General James Mattis, commander of U.S. Central Command, told a Senate hearing that imposing a no-fly zone would be a “challenging” operation. “You would have to remove air defence capability in order to establish a no-fly zone, so no illusions here,” he said. “It would be a military operation.”
Analysts said Western leaders were in no mood to rush into conflict after drawn-out involvements in Afghanistan and Iraq.
Gaddafi, a survivor of past coup attempts, has told television networks: “All my people love me,” dismissing the significance of a rebellion that has ended his control over much of oil-rich eastern Libya.
REBELS SAY STRENGTH GROWING
Rebel fighters said the balance of the conflict was swinging their way. “Our strength is growing and we are getting more weapons. We are attacking checkpoints,” said Yousef Shagan, a spokesman in Zawiyah, 50 km (30 miles) from Tripoli.
A rebel army officer in the eastern city of Ajdabiyah said rebel units were becoming more organised.
“All the military councils of Free Libya are meeting to form a unified military council to plan an attack on Gaddafi security units, militias and mercenaries,” Captain Faris Zwei said.
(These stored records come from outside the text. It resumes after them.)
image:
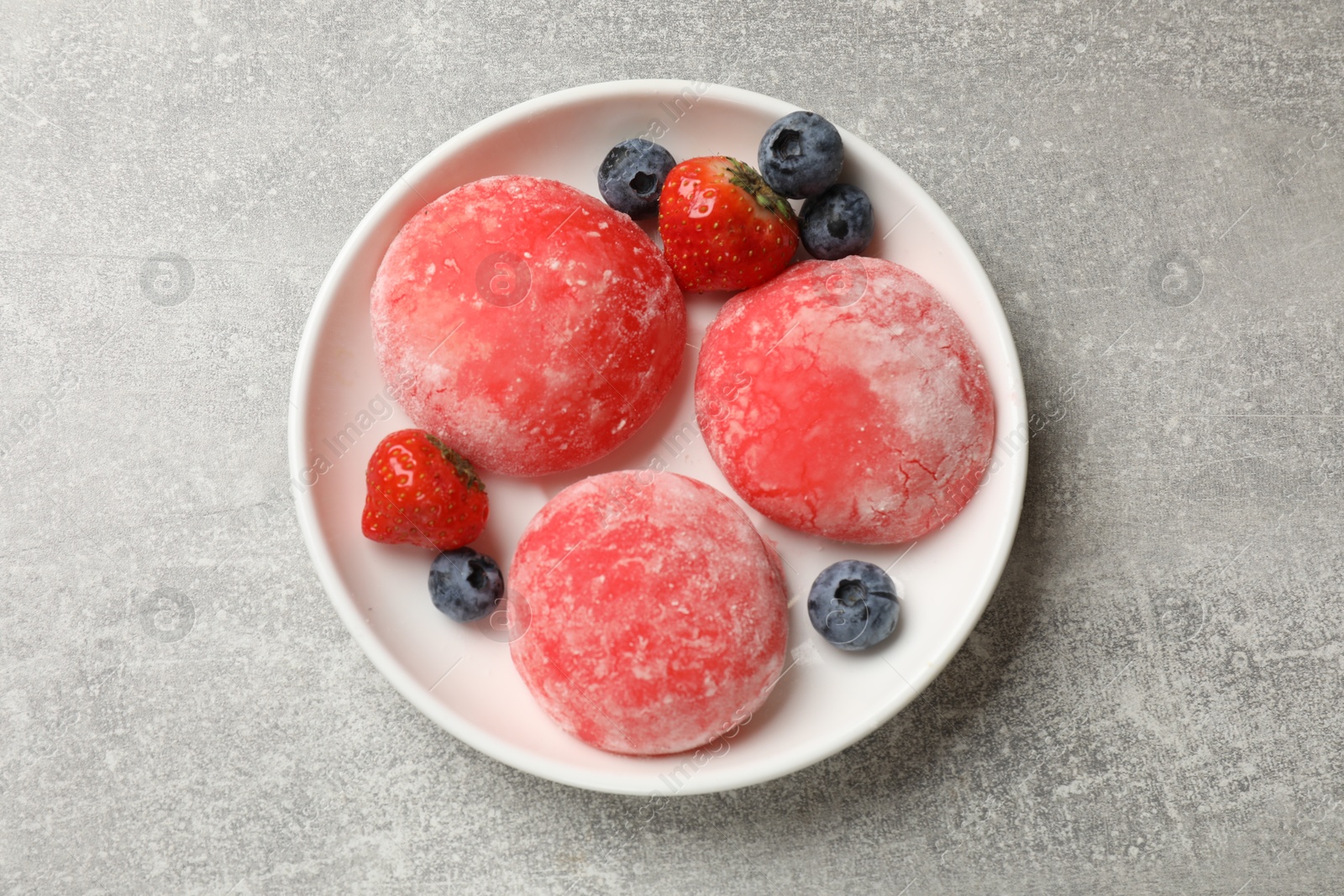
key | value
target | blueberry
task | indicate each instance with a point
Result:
(853, 605)
(631, 177)
(465, 584)
(801, 155)
(837, 223)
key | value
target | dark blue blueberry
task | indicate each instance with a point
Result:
(837, 223)
(853, 605)
(465, 584)
(631, 177)
(801, 155)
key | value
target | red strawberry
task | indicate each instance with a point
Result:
(722, 226)
(423, 492)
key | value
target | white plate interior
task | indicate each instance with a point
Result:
(461, 676)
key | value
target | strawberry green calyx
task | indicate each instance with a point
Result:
(465, 472)
(746, 177)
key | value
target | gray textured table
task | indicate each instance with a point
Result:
(1152, 703)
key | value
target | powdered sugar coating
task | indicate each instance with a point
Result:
(528, 324)
(847, 399)
(648, 617)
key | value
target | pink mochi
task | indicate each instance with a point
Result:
(846, 399)
(647, 614)
(528, 324)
He said there were more than 10,000 volunteers in the city, plus defecting soldiers.
Despite the widespread collapse of Gaddafi’s rule, his forces were fighting back in some regions. A reporter on the Tunisian border saw Libyan troops reassert control at a crossing abandoned on Monday, and residents of Nalut, about 60 km (35 miles) from the border, said they feared pro-Gaddafi forces were planning to recapture the town.
Mohamed, a resident of rebel-held Misrata, told Reuters by phone: “Symbols of Gaddafi’s regime have been swept away from the city. Only a (pro-Gaddafi) battalion remains at the city’s air base but they appear to be willing to negotiate safe exit out of the air base. We are not sure if this is genuine or just a trick to attack the city again.”
Many on the streets of Tripoli on Tuesday expressed loyalty, but a man who described himself as a military pilot said: “One hundred percent of Libyans don’t like him.”
The U.N. General Assembly on Tuesday unanimously suspended Libya’s membership of the U.N. Human Rights Council. A U.N. Security Council resolution on Saturday called for a freeze on Gaddafi’s assets and a travel ban and refers his crackdown to the International Criminal Court.
The United States has frozen $30 billion in Libyan assets.
Libya’s National Oil Corp said output had halved due to the departure of foreign workers. Brent crude prices surged above $116 a barrel on Tuesday as supply disruptions and the potential for more unrest in the Middle East and North Africa kept investors edgy.